Consolidating credit card debt is a very popular way to reduce the amount of interest you pay on a credit card. There is more than meets the eye, however, so don’t think that a credit card consolidation is the only & best way to reduce your total interest charges.
Here are a few ways you can affordably consolidate a credit card debt:
- Use a P2P Loan – Peer-to-peer lending sites are a popular way to combine credit card debts in consolidation. Consolidating credit card loans through a P2P lending site is as easy as applying for a loan, waiting for the loan to be fully funded, and then distributing the loan to your existing creditors. A P2P site like Prosper or Lending Club allows you to choose from a 3-5 year amortization period, freeing you of debt in less than five years.
- Personal loans – A personal loan from a bank is a great way to trade high-interest unsecured debt from a credit card into a low interest unsecured loan from a bank. If you have a good relationship with a local bank, consider leveraging it to receive a personal loan at a lower interest rate to consolidate your credit card debt.
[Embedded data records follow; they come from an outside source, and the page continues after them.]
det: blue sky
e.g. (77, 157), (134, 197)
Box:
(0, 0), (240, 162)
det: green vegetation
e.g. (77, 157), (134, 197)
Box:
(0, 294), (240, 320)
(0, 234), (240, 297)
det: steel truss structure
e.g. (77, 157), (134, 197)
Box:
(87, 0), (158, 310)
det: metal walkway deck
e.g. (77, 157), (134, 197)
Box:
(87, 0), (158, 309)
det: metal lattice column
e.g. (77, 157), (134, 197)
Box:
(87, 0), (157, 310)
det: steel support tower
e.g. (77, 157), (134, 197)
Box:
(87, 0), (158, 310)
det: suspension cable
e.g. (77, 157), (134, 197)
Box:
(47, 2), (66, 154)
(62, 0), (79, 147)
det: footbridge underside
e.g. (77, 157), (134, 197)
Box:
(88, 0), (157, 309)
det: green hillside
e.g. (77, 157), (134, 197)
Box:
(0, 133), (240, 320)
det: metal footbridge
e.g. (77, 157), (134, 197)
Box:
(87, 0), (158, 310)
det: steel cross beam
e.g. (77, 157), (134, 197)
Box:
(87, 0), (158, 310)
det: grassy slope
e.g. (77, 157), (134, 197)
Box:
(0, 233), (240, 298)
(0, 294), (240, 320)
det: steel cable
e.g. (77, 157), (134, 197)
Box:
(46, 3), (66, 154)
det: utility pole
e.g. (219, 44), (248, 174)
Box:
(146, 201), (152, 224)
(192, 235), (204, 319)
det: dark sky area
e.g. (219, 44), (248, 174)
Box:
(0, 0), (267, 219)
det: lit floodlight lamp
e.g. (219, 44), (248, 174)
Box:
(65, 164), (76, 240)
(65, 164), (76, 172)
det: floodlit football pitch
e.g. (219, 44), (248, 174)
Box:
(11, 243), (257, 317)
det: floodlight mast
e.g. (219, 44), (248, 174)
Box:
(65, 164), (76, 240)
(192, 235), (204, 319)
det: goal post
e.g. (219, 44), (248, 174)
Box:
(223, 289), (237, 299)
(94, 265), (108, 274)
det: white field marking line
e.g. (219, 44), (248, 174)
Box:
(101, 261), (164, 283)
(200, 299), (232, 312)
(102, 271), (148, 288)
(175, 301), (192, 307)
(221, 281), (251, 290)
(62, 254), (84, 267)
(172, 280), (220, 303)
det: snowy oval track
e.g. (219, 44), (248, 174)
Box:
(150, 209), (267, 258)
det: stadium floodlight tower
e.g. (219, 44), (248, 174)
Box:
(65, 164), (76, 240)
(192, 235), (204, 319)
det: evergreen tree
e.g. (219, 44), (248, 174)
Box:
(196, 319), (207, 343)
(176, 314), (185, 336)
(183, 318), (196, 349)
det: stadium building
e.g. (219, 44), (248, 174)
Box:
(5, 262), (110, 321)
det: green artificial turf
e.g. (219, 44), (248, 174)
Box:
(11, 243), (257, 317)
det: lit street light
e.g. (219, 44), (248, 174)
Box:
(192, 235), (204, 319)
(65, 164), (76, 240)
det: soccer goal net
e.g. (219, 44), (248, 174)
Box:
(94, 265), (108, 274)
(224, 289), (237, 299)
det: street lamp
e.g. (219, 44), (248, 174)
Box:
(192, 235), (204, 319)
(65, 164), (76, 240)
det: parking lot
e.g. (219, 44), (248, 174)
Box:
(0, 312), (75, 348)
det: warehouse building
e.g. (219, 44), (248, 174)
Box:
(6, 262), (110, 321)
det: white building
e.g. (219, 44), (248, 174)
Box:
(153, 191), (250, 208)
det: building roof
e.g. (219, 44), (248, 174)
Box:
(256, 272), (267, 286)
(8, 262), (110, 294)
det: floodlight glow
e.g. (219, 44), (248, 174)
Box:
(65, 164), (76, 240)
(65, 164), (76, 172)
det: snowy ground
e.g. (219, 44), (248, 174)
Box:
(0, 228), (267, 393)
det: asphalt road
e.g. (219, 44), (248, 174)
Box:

A traditional personal loan can range in amortization period from 1-10 years, making it more flexible than online options like a P2P loan.
- Balance transfers – Transferring your balances to another credit card company for low rates is another way to reduce your total debt load. A balance transfer offer will give you up to 18 months of 0% interest, enough time to substantially reduce interest charges and pay off your debt in the most efficient way possible. If you can pay off your debt in less than 18 months, consider a balance transfer offer as it will have the lowest interest rate.
Consolidating credit card debt is not as straightforward as going to a consolidation company. Consider the above options before using a consolidation service for small credit card debts. Often, reducing the interest is enough to reduce the burden of credit card debt to make it more manageable.